BALTIMORE – The Salvation Army of Greater Baltimore hopes to raise $1 million in kettle drive donations this holiday season, despite Target stores’ ban on bell ringers nationwide.
The 2004 Red Kettle Fundraising Campaign kicked off during a brief ceremony at the Baltimore Inner Harbor Amphitheater Tuesday, complete with holiday music played by the Salvation Army Brass Band.
Bell ringers dressed in vintage Salvation Army uniforms collected the symbolic first donations, marking the official beginning of the group’s holiday fund-raising season.
“This is the time of year we want to take pressure off of low-income families,” said Maj. Jim Arrowood, Baltimore Area Commander for the Salvation Army. “Our objective is to give them a brighter day and a ray of hope.”
But those familiar red kettles will be missing from Target stores this holiday season, as the chain retailer will no longer exempt bell ringers from its no-solicitation policy.
“We notified the Salvation Army of this decision in January of 2004, well in advance of the holiday season,” said Lena Michaud, a spokeswoman for Target stores.
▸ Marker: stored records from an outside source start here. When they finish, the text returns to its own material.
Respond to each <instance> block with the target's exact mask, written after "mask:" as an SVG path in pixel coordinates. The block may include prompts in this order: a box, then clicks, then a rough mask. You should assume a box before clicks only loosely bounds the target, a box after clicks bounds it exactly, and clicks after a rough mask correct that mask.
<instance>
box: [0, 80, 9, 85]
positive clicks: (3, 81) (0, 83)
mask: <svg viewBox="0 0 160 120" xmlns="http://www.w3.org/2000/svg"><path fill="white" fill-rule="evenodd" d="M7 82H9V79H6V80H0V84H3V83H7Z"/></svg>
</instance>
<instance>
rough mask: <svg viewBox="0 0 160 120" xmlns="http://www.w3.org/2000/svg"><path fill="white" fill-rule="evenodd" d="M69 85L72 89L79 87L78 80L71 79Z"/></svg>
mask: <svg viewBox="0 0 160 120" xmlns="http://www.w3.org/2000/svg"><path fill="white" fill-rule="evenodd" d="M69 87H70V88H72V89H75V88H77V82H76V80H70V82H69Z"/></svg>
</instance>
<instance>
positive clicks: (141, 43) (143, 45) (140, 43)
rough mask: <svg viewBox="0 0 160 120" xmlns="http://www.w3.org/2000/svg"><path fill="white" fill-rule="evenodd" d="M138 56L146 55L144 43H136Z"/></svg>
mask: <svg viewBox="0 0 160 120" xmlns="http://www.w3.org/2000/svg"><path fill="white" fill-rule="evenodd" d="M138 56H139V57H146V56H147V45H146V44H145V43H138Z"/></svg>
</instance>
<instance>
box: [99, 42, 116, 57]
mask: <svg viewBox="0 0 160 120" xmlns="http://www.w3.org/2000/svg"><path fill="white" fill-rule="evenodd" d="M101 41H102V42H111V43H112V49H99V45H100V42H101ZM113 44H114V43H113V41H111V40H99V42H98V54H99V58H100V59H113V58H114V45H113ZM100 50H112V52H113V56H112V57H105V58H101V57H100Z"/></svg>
The store wanted to allow the group maximum time to find other funding, she said.
“If we continue to allow the Salvation Army to solicit then it opens the door for other organizations to solicit our guests,” Michaud said.
While no other major retailers have banned bell ringers, the closing and downsizing of stores such as Ames and Kmart, respectively, has also affected donations over the last few years, said Lafeea Watson, spokeswoman for the Salvation Army of Greater Baltimore.
Wal-Mart has limited the time bell ringers may solicit customers to 14 days during the holiday season.
“The key is you want to be in locations that have high-traffic areas,” said Watson. “Losing Target was costly because it’s a high-traffic area.”
Donations received from kettles at Target stores accounted for about $70,000 of the total holiday income last year for the Salvation Army of Greater Baltimore, which includes Baltimore City, Baltimore County, Northern Anne Arundel, Carroll and Howard Counties.
“We feel confident the people of Greater Baltimore will step up to the plate,” Arrowood said. “We operate 365 days a year . . . need knows no season.”
The Salvation Army of Greater Baltimore received nearly $223,000 last holiday season, earning 6 percent of its total annual income through the holiday appeal, according to a news release.
Donations are used to provide food and toys for low-income families and support year-round social services programs.
“This is about love,” said Deborah Tyson, unit director for the Franklin Square Boys and Girls Club after the ceremony. “I think it’s important that everyone open up their hearts and minds to the spirit of giving, especially at this time of year.”
The Baltimore-area Wachovia bank received the Outstanding Corporate Contributions Award and Maryland first lady Kendel S. Ehrlich received the Outstanding Civic and Charitable Contributions Award during the ceremony.
“This is an incredible organization,” said Ehrlich. “The money that is raised goes directly for services to people who really need it, and that’s really terrific.”